Submitted to: Florida Entomologist
Publication Type: Peer Reviewed Journal
Publication Acceptance Date: 5/9/2007
Publication Date: 6/4/2007
Citation: Jenkins, D., Goenaga, R. 2007. Host status of mamey sapote, Pouteria sapota (sapotaceae), to the West Indian Fruit Fly, Anastrepha obliqua (diptera:tephritidae) in Puerto Rico. Florida Entomologist. 90(2):384-388. Interpretive Summary: The increase in ethnic diversity in the U.S. as well as changes in the diet of the public for health considerations have opened a large market for tropical fruits. Mamey sapote is a fruit that is prized by many ethnic groups in the Continental U.S. which represent a potential market for growers of this fruit. However, there are understandable concerns over the importation of an insect species that does not yet occur in the Continental U.S. The West Indian fruit fly is present in Puerto Rico, but not in the continental U.S. hence, there are restrictions on the importation of mamey sapote to avoid the accidental introduction of this fly. This was a rigorous investigation of the probability of mamey sapote fruit being infested by this fly.

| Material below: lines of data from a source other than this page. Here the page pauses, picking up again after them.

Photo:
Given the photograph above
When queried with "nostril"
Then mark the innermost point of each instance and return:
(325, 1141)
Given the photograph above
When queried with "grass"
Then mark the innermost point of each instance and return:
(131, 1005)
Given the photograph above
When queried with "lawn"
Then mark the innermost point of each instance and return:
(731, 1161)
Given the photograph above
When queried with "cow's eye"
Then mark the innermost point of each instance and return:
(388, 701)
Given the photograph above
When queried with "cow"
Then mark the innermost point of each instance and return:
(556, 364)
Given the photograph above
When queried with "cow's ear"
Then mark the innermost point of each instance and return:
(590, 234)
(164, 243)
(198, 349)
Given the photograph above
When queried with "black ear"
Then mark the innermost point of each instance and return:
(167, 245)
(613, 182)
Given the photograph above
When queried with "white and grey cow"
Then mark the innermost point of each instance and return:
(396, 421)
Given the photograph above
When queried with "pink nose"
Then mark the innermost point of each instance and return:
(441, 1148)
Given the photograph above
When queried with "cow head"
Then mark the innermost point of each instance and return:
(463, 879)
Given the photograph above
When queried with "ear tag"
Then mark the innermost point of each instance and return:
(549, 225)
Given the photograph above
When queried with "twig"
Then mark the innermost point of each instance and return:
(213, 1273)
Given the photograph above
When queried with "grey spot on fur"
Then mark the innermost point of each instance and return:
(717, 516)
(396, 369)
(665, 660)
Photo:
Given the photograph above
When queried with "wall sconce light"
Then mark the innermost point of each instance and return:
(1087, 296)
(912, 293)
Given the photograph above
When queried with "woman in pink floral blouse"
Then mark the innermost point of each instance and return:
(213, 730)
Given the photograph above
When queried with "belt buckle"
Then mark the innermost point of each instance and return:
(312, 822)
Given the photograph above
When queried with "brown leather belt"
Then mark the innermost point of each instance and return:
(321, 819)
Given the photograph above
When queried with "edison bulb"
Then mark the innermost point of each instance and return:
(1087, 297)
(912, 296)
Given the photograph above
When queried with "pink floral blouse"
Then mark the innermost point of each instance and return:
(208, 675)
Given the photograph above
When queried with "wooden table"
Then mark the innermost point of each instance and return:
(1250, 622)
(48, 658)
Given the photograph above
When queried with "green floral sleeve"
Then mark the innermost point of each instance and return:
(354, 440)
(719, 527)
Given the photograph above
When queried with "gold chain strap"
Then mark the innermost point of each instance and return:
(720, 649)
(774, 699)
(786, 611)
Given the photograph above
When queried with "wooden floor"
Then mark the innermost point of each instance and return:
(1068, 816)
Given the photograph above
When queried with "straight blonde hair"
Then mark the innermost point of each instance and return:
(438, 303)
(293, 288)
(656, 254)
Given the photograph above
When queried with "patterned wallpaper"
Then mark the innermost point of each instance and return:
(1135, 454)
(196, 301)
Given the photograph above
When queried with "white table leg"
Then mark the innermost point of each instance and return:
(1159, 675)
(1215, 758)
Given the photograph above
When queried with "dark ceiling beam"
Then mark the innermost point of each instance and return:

We collected more than 1200 mature fruit from two different locations and did not recover a single adult fly from any of these fruits (identical methods conducted on other fruit, such as mangoes, yield large numbers of adults). Furthermore, mamey sapote fruits were exposed to female fruit flies for two days. No eggs, larvae, or adults were recovered from any of these fruit, while mangoes, identically exposed, yielded large numbers of fruit flies. We conclude that the importation of mamey sapote to the continental U.S. represents little threat of accidental importation of the West Indian fruit fly. Removal of current importation restrictions would greatly benefit the specialty fruit growers in Puerto Rico and would enrich the market for exotic fruits in the U.S.
Technical Abstract: The authors evaluated the host status of mamey sapote, Pouteria sapota (Sapotaceae) to Anastrepha obliqua by collecting mature fruits and monitoring them for the emergence of larval Tephritidae. Fruits were also scarred and placed in cages with female A. obliqua and monitored for the emergence of larvae and adults. Multi-lure traps baited with putrescine and ammonium acetate were used to compare the number of flies in orchards of mamey sapote to the number of flies in nearby orchards of carambola (Averrhoa carambola: Oxalidaceae). Although there are a number of references citing mamey sapote as a host of A. obliqua we only reared 2 larvae from hundreds of fruits and these larvae did not survive to adulthood. We were not able to induce oviposition by fruit flies when presented with scarred mamey sapote. Abundance in orchards based on trapping indicates that flies are very rarely encountered in orchards of mamey sapote compared with orchards of carambola. We conclude that in Puerto Rico mamey sapote has a very low (undetectable) rate of infestation by fruit flies in the family Tephritidae.